Onderzoek

Taalboost voor kleuters

Tekst Emma Everaert, Marije Boonstra, Liza van den Bulk, stuurgroep Programma Taalstimulering en Elise de Bree
Gepubliceerd op 20-03-2024 Gewijzigd op 03-04-2024
Beeld Wilbert van Woensel
Door samen te werken met specialisten uit het speciaal onderwijs, kunnen leerkrachten in reguliere klassen meer betekenen voor kleuters met taalproblemen. Dat blijkt uit twee pilots van Auris.

Taalzwakke kleuters in het reguliere onderwijs laten profiteren van kennis uit het speciaal onderwijs: kort gezegd was dat de insteek van twee pilots van Koninklijke Auris Groep, een organisatie die gespecialiseerd is in spraak-, taal- en gehoorproblemen en speciaal onderwijs aanbiedt (cluster 2). Omdat je met het inhalen van achterstanden niet vroeg genoeg kunt beginnen, waren de pilots gericht op kleuters.

 

Megasprongen

In de eerste pilot, genaamd Verbindingsgroep Taal in Utrecht (2021-2022), kreeg een vast groepje van tien taalzwakke kleuters les van een leerkracht en een pedagogisch medewerker. Zij vormden een aparte klas op school. Een specialist, zoals een logopedist of orthopedagoog, ondersteunde hen in de klas. Deze deelde tips over taalstimulerende activiteiten, zoals de ‘Denkstimulerende Gespreksmethodiek’ (zie kader) en keek mee met activiteiten. Het doel was om in 6 tot 9 maanden de onderwijsbehoeften van de kleuters in kaart te brengen, zodat de leerkracht daarna zelfstandig verder kon met een aanbod op maat.
 

Denkstimulerende Gespreksmethodiek 

Bij DGM worden leerlingen gestimuleerd om na te denken over hun ervaringen door vragen van de leerkracht. De leerkracht past het niveau van de vragen aan op basis van de antwoorden van het kind, waardoor een stimulerende dialoog ontstaat. Omdat de kinderen in deze pilot nog jong waren, stelden leerkrachten vooral vragen op niveau I (benoemen) en II (beschrijven). Bijvoorbeeld:

Leerkracht: (wijzend op bijvoorbeeld een potlood): ‘Wat is dit?’ 
Leerkracht: “Ja, inderdaad, een potlood. En wat doe je met een potlood?’ 
 
Leerkracht: ‘En waar kun je nog meer mee kleuren?’   

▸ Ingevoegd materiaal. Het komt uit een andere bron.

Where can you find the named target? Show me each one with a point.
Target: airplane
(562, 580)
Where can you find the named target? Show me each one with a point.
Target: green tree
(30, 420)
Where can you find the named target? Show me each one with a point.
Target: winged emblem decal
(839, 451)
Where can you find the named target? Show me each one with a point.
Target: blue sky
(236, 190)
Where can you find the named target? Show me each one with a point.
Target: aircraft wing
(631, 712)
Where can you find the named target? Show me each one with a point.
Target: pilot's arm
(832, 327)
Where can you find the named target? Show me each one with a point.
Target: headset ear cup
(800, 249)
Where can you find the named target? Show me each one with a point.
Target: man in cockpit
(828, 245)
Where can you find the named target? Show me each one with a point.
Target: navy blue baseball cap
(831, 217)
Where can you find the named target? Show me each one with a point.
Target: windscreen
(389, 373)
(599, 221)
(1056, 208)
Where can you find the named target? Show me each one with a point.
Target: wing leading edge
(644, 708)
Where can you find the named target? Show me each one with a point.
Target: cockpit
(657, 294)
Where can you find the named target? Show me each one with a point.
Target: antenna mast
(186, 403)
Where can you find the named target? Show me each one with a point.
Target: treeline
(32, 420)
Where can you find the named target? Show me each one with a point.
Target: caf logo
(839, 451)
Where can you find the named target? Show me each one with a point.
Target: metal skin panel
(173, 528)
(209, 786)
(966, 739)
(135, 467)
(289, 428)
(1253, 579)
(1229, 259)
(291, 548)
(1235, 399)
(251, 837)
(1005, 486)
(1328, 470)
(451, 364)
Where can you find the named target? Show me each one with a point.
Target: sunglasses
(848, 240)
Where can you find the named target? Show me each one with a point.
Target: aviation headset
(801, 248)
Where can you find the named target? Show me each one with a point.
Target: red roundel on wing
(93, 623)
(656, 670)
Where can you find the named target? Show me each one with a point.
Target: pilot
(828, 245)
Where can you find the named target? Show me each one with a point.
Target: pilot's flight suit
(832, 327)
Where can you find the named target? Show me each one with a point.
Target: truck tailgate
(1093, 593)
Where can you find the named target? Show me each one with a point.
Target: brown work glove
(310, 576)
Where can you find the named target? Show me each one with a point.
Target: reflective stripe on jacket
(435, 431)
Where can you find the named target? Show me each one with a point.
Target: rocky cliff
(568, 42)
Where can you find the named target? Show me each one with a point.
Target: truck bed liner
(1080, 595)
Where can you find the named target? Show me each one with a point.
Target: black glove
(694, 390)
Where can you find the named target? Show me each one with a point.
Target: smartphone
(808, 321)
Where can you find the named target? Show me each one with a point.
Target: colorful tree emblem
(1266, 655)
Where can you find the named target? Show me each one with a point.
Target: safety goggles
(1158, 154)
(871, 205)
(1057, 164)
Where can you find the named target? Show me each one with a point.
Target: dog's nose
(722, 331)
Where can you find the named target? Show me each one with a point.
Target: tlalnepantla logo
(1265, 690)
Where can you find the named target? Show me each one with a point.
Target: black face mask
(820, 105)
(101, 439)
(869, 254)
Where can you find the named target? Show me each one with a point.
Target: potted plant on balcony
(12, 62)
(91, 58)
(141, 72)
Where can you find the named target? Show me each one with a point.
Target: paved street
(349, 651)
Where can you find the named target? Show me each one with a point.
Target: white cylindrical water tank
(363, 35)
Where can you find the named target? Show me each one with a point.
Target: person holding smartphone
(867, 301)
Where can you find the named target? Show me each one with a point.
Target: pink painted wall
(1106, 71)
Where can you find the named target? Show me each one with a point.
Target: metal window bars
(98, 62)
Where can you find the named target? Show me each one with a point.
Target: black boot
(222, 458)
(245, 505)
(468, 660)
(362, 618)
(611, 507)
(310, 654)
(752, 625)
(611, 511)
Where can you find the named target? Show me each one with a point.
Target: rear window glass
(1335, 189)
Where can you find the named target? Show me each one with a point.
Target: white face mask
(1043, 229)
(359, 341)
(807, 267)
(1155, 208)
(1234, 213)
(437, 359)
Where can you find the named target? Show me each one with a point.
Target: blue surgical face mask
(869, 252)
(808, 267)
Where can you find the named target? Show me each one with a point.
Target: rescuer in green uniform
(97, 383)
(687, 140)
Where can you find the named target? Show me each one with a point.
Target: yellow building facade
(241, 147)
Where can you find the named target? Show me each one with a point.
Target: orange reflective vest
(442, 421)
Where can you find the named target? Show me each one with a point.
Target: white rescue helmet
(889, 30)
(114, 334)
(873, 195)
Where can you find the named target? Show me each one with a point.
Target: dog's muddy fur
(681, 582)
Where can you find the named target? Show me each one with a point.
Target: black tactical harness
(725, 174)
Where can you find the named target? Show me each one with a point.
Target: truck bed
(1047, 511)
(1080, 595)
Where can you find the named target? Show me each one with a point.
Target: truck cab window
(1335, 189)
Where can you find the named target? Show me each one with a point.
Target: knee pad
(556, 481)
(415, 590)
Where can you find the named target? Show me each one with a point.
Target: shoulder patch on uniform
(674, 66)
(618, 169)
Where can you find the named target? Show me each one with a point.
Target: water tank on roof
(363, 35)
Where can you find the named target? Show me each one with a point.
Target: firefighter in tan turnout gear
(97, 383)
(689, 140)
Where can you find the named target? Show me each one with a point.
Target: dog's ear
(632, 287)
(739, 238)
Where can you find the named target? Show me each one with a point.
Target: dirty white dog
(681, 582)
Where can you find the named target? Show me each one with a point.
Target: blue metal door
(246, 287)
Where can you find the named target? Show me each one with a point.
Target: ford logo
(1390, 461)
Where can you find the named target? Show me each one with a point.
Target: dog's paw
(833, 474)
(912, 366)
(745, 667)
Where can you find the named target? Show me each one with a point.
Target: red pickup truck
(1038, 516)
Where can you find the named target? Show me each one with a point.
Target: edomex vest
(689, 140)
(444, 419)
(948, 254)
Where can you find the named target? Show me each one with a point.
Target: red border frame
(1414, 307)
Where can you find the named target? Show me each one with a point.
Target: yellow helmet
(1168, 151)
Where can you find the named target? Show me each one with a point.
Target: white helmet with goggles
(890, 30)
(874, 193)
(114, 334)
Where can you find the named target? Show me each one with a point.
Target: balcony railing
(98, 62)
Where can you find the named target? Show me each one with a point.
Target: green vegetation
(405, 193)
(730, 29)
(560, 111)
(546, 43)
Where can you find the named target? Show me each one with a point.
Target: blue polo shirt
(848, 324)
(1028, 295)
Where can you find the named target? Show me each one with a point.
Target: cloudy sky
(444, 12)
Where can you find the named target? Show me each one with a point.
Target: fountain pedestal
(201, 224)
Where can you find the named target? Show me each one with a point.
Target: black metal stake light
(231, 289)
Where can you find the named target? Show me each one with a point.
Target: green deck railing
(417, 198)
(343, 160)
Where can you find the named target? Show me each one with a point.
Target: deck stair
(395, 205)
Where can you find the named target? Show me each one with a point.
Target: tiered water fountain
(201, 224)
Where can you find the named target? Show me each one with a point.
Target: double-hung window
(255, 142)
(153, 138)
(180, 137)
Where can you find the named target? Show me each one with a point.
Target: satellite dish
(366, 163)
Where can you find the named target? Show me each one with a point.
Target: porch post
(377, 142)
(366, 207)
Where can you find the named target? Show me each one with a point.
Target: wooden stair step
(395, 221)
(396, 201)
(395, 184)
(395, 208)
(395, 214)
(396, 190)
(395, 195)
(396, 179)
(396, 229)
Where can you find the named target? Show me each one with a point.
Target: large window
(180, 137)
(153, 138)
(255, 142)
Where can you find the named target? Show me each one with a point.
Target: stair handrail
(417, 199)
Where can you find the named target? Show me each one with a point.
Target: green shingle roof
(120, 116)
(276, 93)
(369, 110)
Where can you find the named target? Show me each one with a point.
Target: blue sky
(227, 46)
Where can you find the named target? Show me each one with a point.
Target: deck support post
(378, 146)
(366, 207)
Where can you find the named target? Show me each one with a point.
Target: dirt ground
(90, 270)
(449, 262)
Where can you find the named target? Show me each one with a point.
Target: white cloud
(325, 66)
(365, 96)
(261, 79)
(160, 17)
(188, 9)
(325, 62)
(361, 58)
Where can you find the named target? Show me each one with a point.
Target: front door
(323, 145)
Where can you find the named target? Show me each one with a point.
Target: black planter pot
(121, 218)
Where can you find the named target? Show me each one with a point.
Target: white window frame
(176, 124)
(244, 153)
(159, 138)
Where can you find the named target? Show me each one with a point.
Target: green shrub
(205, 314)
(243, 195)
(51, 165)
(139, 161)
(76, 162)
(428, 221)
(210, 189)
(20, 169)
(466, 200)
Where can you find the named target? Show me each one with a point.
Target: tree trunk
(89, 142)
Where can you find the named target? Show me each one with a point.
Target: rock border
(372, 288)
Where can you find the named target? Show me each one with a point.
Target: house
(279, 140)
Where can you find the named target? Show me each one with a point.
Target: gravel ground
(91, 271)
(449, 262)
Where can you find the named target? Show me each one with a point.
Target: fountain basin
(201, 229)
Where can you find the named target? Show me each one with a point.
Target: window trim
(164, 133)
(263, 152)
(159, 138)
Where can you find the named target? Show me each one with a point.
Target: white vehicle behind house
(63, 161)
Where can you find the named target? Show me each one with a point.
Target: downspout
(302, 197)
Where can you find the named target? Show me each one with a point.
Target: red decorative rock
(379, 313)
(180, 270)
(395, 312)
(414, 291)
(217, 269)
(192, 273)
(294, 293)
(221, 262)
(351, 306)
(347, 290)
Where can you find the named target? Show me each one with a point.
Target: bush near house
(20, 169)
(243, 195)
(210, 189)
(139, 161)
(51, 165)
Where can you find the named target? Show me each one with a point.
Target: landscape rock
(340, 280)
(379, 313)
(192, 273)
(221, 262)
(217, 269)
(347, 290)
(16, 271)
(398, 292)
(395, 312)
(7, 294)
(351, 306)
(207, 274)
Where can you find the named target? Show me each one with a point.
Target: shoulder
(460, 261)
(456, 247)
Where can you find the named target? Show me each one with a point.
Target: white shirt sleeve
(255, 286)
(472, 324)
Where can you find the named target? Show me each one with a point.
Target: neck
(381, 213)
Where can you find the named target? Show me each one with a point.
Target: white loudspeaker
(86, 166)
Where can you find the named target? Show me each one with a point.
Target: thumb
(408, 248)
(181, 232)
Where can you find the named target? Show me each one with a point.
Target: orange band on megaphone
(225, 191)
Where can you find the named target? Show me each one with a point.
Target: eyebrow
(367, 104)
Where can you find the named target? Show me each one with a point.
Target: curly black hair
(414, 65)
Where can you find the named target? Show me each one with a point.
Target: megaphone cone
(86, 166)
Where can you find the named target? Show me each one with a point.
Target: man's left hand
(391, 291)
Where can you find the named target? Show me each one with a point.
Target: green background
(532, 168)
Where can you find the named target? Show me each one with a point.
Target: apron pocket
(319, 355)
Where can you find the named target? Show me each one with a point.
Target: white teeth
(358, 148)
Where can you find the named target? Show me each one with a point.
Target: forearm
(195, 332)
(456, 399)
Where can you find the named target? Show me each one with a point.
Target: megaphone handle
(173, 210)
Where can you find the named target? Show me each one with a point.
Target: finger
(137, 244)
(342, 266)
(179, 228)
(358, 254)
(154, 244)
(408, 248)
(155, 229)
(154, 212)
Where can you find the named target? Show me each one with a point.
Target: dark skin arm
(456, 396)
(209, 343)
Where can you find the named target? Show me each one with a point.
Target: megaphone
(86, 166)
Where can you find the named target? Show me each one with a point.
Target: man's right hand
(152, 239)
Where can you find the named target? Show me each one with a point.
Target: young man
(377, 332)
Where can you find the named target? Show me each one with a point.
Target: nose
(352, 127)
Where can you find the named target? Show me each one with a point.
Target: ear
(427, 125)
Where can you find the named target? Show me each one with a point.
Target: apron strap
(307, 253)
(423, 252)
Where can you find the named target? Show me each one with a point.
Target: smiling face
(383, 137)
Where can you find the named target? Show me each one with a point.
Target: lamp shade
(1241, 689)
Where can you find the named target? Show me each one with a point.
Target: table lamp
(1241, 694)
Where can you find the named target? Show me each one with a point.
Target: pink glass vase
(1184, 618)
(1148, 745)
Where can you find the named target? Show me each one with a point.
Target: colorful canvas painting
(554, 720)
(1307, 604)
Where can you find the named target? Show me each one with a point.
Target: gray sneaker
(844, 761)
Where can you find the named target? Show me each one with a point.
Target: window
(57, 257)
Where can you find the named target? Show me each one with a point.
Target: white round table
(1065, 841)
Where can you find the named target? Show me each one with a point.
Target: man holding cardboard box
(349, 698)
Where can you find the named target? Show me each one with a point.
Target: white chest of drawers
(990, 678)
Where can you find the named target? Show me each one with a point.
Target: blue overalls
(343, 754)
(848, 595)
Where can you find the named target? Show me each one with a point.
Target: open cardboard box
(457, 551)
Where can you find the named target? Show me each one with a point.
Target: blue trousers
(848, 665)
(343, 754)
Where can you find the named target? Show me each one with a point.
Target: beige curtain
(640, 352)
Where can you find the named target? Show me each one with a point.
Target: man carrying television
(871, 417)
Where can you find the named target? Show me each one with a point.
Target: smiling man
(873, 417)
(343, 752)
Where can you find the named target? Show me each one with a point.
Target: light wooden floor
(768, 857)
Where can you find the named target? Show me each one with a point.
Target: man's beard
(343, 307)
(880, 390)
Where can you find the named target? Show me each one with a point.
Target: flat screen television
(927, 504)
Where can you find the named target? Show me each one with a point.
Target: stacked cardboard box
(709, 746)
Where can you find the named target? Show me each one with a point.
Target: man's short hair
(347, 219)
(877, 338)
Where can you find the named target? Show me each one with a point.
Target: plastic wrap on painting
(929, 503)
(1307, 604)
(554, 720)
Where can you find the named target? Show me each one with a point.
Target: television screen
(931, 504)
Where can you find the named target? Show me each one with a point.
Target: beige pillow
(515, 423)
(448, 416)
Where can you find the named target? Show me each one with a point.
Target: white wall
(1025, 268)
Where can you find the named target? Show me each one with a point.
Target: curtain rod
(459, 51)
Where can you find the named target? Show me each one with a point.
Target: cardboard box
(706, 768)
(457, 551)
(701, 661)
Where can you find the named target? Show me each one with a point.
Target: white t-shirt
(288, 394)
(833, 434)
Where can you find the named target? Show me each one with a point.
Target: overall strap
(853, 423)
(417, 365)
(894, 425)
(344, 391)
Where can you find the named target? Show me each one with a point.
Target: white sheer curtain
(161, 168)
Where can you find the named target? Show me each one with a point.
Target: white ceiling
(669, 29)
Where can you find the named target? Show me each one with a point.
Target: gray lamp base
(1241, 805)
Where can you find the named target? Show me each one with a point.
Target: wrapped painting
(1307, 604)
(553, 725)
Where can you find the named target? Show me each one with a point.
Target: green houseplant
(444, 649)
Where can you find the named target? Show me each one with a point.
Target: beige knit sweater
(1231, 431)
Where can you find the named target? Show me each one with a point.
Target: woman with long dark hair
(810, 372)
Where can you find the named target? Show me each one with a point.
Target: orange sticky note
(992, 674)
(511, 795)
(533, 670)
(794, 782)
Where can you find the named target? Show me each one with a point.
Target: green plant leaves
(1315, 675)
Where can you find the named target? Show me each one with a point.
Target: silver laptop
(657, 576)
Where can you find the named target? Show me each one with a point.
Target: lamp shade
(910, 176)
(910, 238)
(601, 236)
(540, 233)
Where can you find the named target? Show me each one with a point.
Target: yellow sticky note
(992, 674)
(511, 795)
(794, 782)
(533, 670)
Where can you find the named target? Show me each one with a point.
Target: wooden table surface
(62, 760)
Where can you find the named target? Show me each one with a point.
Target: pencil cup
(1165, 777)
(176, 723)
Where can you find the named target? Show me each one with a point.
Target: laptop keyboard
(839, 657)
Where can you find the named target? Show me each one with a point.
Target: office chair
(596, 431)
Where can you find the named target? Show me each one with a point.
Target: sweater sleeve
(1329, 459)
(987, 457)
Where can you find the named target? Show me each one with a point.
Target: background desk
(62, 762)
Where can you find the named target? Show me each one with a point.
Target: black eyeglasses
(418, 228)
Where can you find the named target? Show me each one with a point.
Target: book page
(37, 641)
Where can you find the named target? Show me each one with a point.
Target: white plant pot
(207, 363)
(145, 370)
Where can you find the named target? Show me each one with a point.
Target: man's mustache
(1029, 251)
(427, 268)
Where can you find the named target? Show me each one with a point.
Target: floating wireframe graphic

Aan oudere kinderen die al wat taliger zijn, kun je vragen op niveau III (ordenen) en IV (redeneren) stellen. Bijvoorbeeld: 

Leerkracht: ‘’Wat hebben een kip en een eend allebei?’  
Leerkracht: ‘Mama gaat boodschappen doen. Wat gebeurt er als ze haar tas vergeet?’ 

Leerkracht: ‘Waarom zou het kindje verdrietig zijn?’ 

 

In totaal waren 24 verschillende professionals betrokken bij de verbindingsgroep. Onderzoekers van Auris interviewden hen over hun ervaringen.
Samenwerken met andere disciplines bleek in eerste instantie lastig, omdat niet iedereen ‘dezelfde taal sprak’. Het is dan ook raadzaam dat professionals de tijd te nemen om met elkaar verwachtingen af te stemmen en afspraken te maken. Wel waren allen positief over de vooruitgang van de leerlingen. Eén leerkracht sprak zelfs over ‘megasprongen’.

Taalzwakke kinderen
vertoonden minder
negatief gedrag

De professionals noemden de kosten en het personeelstekort als mogelijke belemmeringen. Ook zetten ze vraagtekens bij het plaatsen van taalzwakke leerlingen in een aparte klas. De grootste zorg was dat ze zo minder interactie zouden hebben met taalsterkere leeftijdsgenoten, waardoor ze niet van hen konden leren. Auris besloot dan ook om de tweede pilot in Rotterdam op te zetten in een reguliere klassensetting.

 

Uit hun schulp

In de tweede pilot, in Rotterdam, coachten ambulante dienstverleners van Auris tien weken lang kleuterleerkrachten bij het gebruik van verschillende taalstimulerende interactietechnieken zoals DGM, interactief voorlezen of gebruik van steunzinnen. Zwakke leerlingen werden geselecteerd met behulp van de Early Language Scale (ELS), een instrument om taalproblemen bij jonge kinderen te signaleren (Visser-Bochane e.a., 2020). Deze leerlingen kregen vervolgens meer aandacht, bijvoorbeeld door samen met de leerkracht activiteiten voor te bereiden (pre-teaching) of een extra activiteit te doen. Daarnaast volgde de leerkracht de cursus ‘Leren Praten met Plezier’ van Auris.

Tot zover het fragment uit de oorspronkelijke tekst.